C'est le cas clairement pour ces trois pays ?
Ce n'est pas le cas pour ces trois pays parce qu'il y a des diversités. Pour le Mali c'est le cas, pour le Burkina également. Pour le Niger par exemple, on a vu que ces dernières années, il y a eu plusieurs dépenses qui ont été faites pour le secteur de l'éducation.
Donc c'est au cas par cas. Le constat général, c'est que ces crises-là pourraient renforcer les dépenses qui sont allouées au secteur de la sécurité et de la défense au détriment des dépenses sociales pour la santé, l'éducation.
Mais en fonction des réalités, en fonction des contextes, on peut voir que souvent il y a des pays comme le Niger que je viens de citer, qui continuent quand même à financer l'éducation.
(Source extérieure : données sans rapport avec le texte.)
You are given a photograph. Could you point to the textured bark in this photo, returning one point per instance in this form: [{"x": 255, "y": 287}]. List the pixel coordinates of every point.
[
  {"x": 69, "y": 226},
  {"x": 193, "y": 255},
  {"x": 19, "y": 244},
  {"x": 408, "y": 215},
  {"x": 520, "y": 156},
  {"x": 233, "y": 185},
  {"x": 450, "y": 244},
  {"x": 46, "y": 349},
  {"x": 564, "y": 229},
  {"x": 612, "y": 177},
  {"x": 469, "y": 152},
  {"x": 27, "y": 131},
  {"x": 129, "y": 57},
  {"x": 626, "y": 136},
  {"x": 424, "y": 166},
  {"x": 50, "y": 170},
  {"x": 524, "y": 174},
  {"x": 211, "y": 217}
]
Est-ce que l'éducation se porte mieux sous un régime militaire que sous un président élu ?
C'est assez compliqué parce que d'abord, pour que l'éducation se porte mieux, il faut que l'éducation soit une priorité. Il faut que le régime en place, qu'il soit un régime militaire ou un régime civil, fasse de l'éducation, une priorité, donne des financements à hauteur et des financements efficaces au système éducatif. Et que le régime en place ait une politique éducative nationale qui soit orientée vers la nation qu'ils veulent créer, vers le futur qu'ils veulent donner au pays et que les inégalités que nous avons citées tout à l'heure par rapport à l'accès à l'éducation, soient les inégalités sur lesquelles se résume leur travail. Donc que ce soit un régime militaire ou un régime civil, si ces prérequis-là ne sont pas respectés, il serait difficile d'avoir une éducation de qualité.
Mais de ce que vous avez constaté depuis quelques années dans ces trois pays, Mali, Burkina Faso, Niger, avez-vous l'impression que c'est une priorité ? Peut-être dans le budget, peut-être dans le discours des militaires dans le Sahel.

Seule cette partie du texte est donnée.